“Porque
la Belleza, Fedro mío, y sólo ella es a la vez visible y digna de ser amada”
Thomas
Mann.
H. A. caminaba lentamente hacia el Café
Abadía, al llegar buscó maquinalmente una mesa vacía, procurando no quedar
cerca del grupillo bullicioso que estaba en alegre reunión al lado norte del
café. El camarero se acercó amigablemente y preguntó qué desearía tomar, H. A.
pidió un café bien cargado.
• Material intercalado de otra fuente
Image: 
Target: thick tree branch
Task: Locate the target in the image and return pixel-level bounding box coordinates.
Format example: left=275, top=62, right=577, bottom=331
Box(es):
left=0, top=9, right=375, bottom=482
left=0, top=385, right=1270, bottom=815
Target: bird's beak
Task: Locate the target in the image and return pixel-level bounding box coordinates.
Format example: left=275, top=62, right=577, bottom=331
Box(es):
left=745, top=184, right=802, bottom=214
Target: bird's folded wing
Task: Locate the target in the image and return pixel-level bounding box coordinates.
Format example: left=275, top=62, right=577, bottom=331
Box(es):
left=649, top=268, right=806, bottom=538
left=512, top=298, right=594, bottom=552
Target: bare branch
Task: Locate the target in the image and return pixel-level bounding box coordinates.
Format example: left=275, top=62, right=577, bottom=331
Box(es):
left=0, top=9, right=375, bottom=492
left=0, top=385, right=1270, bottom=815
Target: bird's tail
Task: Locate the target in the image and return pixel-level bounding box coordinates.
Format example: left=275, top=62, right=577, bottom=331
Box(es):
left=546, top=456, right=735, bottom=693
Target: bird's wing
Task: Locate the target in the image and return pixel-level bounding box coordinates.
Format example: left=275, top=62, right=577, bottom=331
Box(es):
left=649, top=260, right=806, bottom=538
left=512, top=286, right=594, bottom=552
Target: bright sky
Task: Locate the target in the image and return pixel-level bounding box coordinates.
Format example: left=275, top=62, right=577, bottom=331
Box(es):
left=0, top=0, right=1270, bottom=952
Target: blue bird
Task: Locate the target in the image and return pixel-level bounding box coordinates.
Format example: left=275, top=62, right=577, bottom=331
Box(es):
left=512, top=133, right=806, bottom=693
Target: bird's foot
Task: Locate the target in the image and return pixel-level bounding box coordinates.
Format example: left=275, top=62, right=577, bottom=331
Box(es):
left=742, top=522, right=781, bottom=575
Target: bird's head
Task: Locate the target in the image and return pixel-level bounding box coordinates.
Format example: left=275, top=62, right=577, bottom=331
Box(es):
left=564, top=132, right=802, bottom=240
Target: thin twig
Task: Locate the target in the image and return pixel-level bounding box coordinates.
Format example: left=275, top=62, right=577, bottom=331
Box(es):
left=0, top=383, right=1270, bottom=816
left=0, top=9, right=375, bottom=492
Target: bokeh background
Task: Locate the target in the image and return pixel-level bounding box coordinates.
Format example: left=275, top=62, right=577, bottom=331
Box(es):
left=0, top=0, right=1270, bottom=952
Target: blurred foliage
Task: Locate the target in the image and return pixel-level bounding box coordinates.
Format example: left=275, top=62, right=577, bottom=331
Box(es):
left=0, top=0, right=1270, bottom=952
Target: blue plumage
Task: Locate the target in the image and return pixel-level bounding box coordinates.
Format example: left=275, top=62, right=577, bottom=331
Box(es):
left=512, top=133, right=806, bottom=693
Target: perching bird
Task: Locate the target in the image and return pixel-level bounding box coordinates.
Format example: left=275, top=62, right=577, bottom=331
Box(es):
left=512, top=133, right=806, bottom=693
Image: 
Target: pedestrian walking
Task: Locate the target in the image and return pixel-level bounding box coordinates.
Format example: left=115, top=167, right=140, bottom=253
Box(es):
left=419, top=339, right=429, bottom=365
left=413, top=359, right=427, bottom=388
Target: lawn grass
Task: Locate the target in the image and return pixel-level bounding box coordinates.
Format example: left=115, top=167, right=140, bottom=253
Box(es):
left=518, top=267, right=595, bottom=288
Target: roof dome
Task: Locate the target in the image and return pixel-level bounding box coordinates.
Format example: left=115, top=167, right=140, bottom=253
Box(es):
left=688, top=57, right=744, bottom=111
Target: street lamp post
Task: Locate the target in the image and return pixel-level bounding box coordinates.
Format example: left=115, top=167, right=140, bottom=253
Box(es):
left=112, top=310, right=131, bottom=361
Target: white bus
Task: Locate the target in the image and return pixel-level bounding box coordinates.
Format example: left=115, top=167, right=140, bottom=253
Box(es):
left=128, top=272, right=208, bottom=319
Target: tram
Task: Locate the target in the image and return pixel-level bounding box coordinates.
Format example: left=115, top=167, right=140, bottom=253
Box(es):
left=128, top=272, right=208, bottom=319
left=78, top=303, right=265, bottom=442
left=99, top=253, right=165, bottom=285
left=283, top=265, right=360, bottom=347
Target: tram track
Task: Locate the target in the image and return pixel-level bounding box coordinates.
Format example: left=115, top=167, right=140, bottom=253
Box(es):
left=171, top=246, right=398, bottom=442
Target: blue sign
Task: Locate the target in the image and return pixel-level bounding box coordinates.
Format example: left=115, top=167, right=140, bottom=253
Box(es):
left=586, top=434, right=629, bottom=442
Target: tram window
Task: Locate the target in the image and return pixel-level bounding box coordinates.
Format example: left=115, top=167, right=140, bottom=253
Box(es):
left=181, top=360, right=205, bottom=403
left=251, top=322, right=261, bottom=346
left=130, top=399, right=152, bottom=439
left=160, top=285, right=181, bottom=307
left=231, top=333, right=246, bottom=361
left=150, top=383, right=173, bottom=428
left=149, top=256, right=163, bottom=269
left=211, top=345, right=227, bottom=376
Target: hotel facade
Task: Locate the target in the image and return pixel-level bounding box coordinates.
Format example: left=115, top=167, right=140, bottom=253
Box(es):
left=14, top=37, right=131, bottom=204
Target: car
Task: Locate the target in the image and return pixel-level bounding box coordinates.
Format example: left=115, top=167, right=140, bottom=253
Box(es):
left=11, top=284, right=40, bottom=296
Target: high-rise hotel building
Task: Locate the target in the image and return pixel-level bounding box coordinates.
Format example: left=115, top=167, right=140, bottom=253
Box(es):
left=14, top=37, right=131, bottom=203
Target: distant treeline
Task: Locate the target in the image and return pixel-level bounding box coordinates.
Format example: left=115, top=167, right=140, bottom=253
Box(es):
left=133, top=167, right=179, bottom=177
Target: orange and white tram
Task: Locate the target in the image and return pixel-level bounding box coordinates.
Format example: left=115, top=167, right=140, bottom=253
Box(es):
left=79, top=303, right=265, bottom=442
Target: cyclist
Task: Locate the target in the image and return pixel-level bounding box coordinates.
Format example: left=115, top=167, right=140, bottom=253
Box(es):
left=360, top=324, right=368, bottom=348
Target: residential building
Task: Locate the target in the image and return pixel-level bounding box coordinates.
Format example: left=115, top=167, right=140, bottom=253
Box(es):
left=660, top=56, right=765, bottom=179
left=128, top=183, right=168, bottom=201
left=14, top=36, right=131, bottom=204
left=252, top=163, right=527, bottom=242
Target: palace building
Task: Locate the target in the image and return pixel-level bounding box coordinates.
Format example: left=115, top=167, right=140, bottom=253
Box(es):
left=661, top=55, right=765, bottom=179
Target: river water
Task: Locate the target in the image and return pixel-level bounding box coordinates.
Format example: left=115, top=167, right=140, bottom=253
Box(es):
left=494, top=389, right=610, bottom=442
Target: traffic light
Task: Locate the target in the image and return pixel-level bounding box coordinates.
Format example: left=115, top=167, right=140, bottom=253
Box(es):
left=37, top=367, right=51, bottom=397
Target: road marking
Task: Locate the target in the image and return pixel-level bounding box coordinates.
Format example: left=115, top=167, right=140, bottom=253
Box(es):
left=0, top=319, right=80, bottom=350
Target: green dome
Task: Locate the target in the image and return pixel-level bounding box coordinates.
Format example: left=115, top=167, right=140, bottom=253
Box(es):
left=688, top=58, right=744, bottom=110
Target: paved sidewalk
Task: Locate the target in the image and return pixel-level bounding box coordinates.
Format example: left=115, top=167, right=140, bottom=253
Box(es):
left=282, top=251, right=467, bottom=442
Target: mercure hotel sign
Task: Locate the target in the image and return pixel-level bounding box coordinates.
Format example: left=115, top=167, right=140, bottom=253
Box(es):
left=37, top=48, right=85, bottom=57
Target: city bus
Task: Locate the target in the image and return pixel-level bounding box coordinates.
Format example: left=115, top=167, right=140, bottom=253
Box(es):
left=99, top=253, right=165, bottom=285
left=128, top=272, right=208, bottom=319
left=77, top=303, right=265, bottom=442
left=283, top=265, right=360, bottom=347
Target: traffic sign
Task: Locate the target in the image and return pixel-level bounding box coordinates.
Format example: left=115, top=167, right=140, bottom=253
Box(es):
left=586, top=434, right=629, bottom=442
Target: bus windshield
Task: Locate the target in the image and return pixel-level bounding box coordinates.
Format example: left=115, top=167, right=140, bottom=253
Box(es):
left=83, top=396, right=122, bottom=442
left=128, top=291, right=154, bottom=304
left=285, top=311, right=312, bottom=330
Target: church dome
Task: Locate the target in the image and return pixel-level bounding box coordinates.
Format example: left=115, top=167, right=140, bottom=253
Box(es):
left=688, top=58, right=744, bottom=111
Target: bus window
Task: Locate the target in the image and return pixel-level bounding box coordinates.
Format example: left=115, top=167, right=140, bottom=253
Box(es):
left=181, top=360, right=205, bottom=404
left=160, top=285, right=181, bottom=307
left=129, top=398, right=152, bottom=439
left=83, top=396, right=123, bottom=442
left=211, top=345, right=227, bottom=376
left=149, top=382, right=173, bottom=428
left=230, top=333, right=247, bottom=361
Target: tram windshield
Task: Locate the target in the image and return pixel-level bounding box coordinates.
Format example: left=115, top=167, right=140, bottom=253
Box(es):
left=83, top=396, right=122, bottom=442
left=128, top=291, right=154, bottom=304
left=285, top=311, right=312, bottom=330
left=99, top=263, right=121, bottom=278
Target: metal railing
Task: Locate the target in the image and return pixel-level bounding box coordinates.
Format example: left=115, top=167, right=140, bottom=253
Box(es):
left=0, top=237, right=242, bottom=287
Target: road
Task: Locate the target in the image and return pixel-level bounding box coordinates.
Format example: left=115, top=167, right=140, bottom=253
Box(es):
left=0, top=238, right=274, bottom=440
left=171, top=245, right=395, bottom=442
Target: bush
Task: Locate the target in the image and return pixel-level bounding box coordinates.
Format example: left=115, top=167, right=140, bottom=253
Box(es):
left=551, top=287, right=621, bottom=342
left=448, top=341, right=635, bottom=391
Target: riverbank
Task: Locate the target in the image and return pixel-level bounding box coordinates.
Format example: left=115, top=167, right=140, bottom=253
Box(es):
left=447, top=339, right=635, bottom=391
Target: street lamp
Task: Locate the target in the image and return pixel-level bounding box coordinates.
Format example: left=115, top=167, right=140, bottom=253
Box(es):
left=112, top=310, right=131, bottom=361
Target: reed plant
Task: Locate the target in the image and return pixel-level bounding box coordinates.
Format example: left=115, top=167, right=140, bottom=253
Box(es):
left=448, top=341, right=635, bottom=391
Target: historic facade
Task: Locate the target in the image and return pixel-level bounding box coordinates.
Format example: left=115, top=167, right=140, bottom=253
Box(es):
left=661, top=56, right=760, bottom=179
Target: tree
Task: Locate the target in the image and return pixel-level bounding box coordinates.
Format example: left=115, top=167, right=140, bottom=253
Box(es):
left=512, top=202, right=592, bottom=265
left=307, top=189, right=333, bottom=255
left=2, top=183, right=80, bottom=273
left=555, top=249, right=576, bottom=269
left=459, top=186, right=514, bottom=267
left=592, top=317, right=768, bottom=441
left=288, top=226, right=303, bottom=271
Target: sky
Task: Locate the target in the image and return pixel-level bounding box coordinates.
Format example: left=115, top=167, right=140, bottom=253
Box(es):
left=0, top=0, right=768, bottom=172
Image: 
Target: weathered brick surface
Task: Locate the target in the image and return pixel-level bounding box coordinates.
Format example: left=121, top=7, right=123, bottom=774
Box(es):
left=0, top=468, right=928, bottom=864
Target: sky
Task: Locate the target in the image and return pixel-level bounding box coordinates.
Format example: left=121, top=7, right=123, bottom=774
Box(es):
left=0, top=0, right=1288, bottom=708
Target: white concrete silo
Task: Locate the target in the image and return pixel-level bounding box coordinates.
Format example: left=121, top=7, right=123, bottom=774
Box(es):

La música
era suave y serena, así que resolvió continuar su lectura. Unas páginas más
tarde, alejó su mirada de las viejas hojas y se percató de que, a varias mesas
de distancia, había una mujer –por lo demás, muy bella– tomando distraídamente
un café, al parecer frío. Estaba bastante absorto en la novela que
recientemente había comenzado a leer, así que en principio no prestó mucha
atención a la hermosa mujer. Continuó leyendo e intercalando los párrafos
con distraídas miradas. T.S. también lo miraba ocasionalmente.
H. A. suele ir al café Abadía con algo de
frecuencia, al igual que T. S. Se miran, siempre a lo lejos, como tratando de
encontrarse el uno en el otro. Sólo sus ojos saben los silencios que se dicen.
Pero no hablan, no se acercan, ella, tal vez, por un distante eco de moralidad, él quizá por alguna idea de no
condicionarla o porque cree que ni tomando un Martini le vendrá el coraje. Aún
así, cada vez que dirigen la mirada, el uno al otro, se examinan, cada mirada
es cuidadosamente profunda, se indagan y se contemplan suavemente. H. A.
comprendió, desde hace tiempo, que la experiencia de contemplar la belleza –que,
por supuesto, ella encarna– es maravillosa y abrumadora, y que le es impropio,
innecesario y extraño el afán. Además, sabe que puede ser simplemente un mirón,
un mirón sin vergüenza alguna que mira sin pudores ni tabús, que mira –que
contempla– la belleza que lo desborda.